Factor and solve: 4x^3-32=0
Please so work so I can finish on my own with an example problem. Thanks! <3
To factor and solve the equation 4x^3 - 32 = 0, we can follow these steps:
Step 1: Factor out the greatest common factor (GCF) from the equation, if possible.
In this case, the GCF is 4. So, we can factor out 4 to get:
4(x^3 - 8) = 0
Step 2: Identify and factor any special products or patterns, if applicable.

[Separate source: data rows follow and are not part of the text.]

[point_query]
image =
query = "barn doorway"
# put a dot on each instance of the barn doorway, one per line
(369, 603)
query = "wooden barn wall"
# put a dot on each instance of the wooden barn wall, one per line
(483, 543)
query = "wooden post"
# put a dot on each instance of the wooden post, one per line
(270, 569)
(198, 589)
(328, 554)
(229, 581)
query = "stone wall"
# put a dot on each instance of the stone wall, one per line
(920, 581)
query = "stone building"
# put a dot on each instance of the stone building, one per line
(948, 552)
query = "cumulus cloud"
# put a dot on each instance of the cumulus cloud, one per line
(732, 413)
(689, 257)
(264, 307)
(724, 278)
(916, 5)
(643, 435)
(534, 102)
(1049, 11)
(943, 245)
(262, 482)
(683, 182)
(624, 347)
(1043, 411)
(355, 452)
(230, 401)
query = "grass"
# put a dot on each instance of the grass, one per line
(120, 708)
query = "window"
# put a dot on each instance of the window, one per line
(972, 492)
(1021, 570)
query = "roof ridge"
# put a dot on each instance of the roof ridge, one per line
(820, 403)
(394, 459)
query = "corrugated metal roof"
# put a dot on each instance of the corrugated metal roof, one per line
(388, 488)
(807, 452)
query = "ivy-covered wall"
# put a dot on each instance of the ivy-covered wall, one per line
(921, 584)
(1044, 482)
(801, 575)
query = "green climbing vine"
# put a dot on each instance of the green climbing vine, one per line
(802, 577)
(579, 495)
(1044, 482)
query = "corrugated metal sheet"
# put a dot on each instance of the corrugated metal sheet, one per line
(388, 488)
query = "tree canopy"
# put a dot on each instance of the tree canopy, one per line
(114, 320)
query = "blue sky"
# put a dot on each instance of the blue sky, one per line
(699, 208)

In this case, we have a difference of cubes. The difference of cubes formula states that a^3 - b^3 = (a - b)(a^2 + ab + b^2). We can recognize that x^3 - 8 is a difference of cubes, where a = x and b = 2. Therefore, we can use the formula to factor it as:
x^3 - 8 = (x - 2)(x^2 + 2x + 4)
Step 3: Set each factor equal to zero and solve for x.

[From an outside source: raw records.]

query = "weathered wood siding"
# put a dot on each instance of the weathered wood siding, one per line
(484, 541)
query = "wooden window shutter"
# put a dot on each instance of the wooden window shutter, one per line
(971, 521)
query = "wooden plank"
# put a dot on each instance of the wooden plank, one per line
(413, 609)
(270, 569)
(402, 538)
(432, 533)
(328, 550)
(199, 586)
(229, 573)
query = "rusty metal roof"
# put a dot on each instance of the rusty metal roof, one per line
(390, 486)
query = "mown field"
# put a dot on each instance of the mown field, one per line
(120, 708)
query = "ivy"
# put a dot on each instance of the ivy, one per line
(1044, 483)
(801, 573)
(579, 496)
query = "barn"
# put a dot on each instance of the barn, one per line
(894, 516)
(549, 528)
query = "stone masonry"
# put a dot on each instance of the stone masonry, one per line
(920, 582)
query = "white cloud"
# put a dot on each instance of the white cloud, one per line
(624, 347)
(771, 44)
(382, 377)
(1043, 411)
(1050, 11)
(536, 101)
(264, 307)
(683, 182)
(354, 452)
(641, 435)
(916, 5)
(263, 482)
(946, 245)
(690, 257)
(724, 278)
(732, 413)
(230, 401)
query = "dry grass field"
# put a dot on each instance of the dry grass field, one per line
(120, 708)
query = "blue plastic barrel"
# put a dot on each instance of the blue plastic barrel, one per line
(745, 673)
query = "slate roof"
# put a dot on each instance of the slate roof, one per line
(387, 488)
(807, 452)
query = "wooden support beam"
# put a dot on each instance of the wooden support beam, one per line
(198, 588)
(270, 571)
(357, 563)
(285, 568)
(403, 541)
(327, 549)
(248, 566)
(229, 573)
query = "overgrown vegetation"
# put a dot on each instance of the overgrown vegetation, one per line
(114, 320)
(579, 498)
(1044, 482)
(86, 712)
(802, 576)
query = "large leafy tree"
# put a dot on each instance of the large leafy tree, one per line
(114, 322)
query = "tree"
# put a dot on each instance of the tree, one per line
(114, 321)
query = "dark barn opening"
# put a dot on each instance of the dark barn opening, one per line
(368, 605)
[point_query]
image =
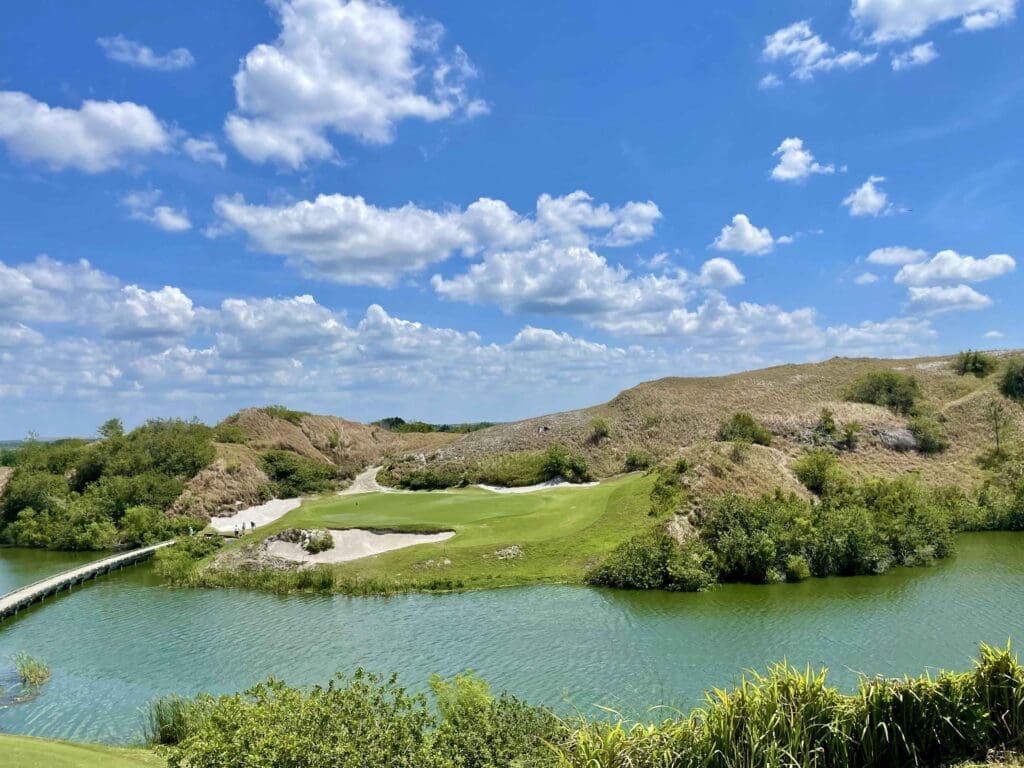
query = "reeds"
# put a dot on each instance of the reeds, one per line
(31, 671)
(790, 718)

Setting each factor equal to zero, we have two equations to solve:
1) x - 2 = 0
Solving for x, we have:
x = 2
2) x^2 + 2x + 4 = 0
This is a quadratic equation that cannot be factored further. We can solve it using the quadratic formula:
x = (-b ± √(b^2 - 4ac)) / (2a)
Plugging in the values of a, b, and c from the equation, we get:
x = (-2 ± √(2^2 - 4(1)(4))) / (2(1))
Simplifying further:
x = (-2 ± √(4 - 16)) / 2
x = (-2 ± √(-12)) / 2
x = (-2 ± 2i√3) / 2
x = -1 ± i√3
Therefore, the solutions to the equation 4x^3 - 32 = 0 are:
x = 2, -1 + i√3, -1 - i√3
By following these steps, you can try solving a similar problem on your own.